A título de medida cautelar o de regla de conducta, los mismos jueces pueden pronunciar condenas encubiertas de destierro, pueden ordenar que un preso acuda a la escuela, termine sus estudios obligatorios, o, como en algún caso conocido, que continúe sus estudios universitarios en un centro privado, que se pagará el preso, no el Estado, lógicamente. También pueden decidir que un reo o beneficiario de probation circule por la vereda de los impares o por la sombra los días jueves y domingo.

Los jueces penales de Salta pueden tener evidencia de que una persona ha matado a la otra después de emborracharse hasta quedar ciego, pero como «regla de conducta» le impondrán la prohibición de «abusar» de las bebidas alcohólicas, en vez de prohibírselas directamente.

En Salta, la reacción penal del Estado parece estar encaminada no a la rehabilitación del delincuente, sino a la «reparación integral» de la persona o a la salvación de su alma. Y si para lograr este objetivo hay que practicarles un lavado de cerebro, los jueces de Salta no se cortan un pelo. El delito no es su enemigo sino los vicios que porta el delincuente. Creer que acabando con ellos se va a acabar el delito es como creer en los Reyes Magos.

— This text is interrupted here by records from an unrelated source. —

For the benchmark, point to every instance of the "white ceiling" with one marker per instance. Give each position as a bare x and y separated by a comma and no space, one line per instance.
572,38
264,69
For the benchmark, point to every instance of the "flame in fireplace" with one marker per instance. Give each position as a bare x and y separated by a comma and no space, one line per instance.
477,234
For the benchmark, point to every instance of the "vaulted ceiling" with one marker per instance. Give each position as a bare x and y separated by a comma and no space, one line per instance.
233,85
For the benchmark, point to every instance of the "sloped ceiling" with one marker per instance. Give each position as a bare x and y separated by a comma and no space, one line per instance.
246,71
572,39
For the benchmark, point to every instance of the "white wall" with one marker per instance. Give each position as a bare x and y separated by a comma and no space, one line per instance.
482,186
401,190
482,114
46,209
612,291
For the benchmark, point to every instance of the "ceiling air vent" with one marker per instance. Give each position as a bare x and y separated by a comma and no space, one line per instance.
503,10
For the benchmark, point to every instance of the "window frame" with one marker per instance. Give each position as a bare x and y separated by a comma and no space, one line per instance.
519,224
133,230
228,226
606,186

Los jueces de garantías de Salta celebran pomposas audiencias de «control de legalidad», cuyo resultado no es otro que convalidar casi todos los abusos policiales contra la libertad ambulatoria de las personas señalados expresamente por la Corte Interamericana de Derechos Humanos. Los mismos magistrados deciden sobre las detenciones y las prisiones preventivas con criterios tan laxos, que tanto las primeras como las segundas terminan haciendo las veces de castigos penales anticipados, más que de medidas de aseguramiento del proceso.

Envían a los presos preventivos (presuntos inocentes, según la Constitución) a las mismas cárceles que los presos con condena firme y les conceden o niegan «beneficios carcelarios» en las mismas condiciones que estos últimos. Solo uno de cada veinte encausados con pedido de juicio llega a la instancia final del proceso en libertad. Todos los demás llenan hasta reventar nuestras cárceles, que por supuesto siempre son «sanas, limpias y seguras» (según se desprende de las periódicas y asépticas visitas de los jueces supremos), a pesar de que un día sí y otro también los presos se prodigan mortales ataques a navajazos y algunos matan a sus novias visitantes dentro de la misma celda que ocupan.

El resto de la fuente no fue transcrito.